FCA fines Citigroup £12.6 million for market abuse breach

The Financial Conduct Authority (FCA) has fined Citigroup Global Markets £12.6m for failing to implement measures to spot potential market abuse.

The UK regulator said that since Citigroup failed to properly implement Market Abuse Regulation (MAR) requirements, it could not effectively monitor trading activities to prevent certain types of insider dealing and market manipulation.

Banks have been required to follow MAR rules since 2016, which require them to work to detect and report market abuse, including through monitoring both orders and trades.

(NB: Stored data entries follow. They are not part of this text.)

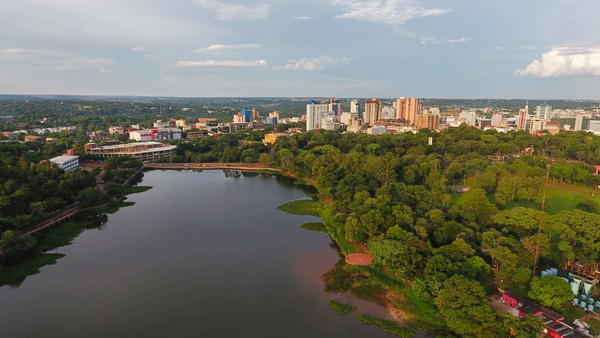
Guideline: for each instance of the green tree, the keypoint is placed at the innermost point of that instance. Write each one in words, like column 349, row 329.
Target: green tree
column 476, row 207
column 551, row 291
column 463, row 303
column 15, row 246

However, Citigroup failed to properly implement the new requirements, and took 18 months to identify and assess the specific market abuse risks its business may have been exposed to and which it needed to detect.

The FCA said there “many significant trade surveillance gaps” in areas like equities, interest rates and commodities trades.

It noted, “Citigroup’s flawed implementation resulted in significant gaps in its arrangements, systems, and procedures for additional trade surveillance.”

Citigroup agreed to resolve the case and qualified for a 30% discount on the fine, meaning the bank would have had to pay £17.9 million otherwise.

During the period covered by the FCA’s enforcement action, Citigroup earned about £2.6 billion in revenue from arranging or executing trades on markets.

“By not fully implementing the new provisions when required, Citigroup Global Markets did not carry its full weight in this partnership, impacting market integrity and the overall detection of market abuse,” Mark Steward, the FCA’s executive director for enforcement, said in a statement.

“By not fully implementing the new provisions when required, Citigroup Global Markets did not carry its full weight in this partnership, impacting market integrity and the overall detection of market abuse.”

The penalty comes after US based Citigroup, home to one of the world’s biggest investment banks, faced pressure from regulators in the US and the UK to improve its controls.

The Bank of England charged the bank with a record £44 million fine in 2019 for years of inaccurate reporting about its capital and liquidity levels, while in the US, the Federal Reserve and the Office of the Comptroller of the Currency handed out a $400 million fine in 2020 for persistent problems with risk management.

Oliver Blower, CEO of fintech firm VoxSmart.

Oliver Blower, ex-Barclays and Bank of America Merrill Lynch, and now CEO of fintech firm VoxSmart says, A failure to enforce the MAR trade surveillance requirements is clearly a massive oversight, but this does not mean that the wider industry has not enforced stringent measures to combat market abuse.”

He adds, “The Citi fine reinforces why surveillance needs to be looked at on an individual conduct risk assessment basis – which means that very few areas of a large financial institution, if any, that are out of bounds.

Working towards a smarter way to monitor trade, markets, and comms data in one single location so that there is more visibility into all activity cross-desk and cross-department, must be the way forward.”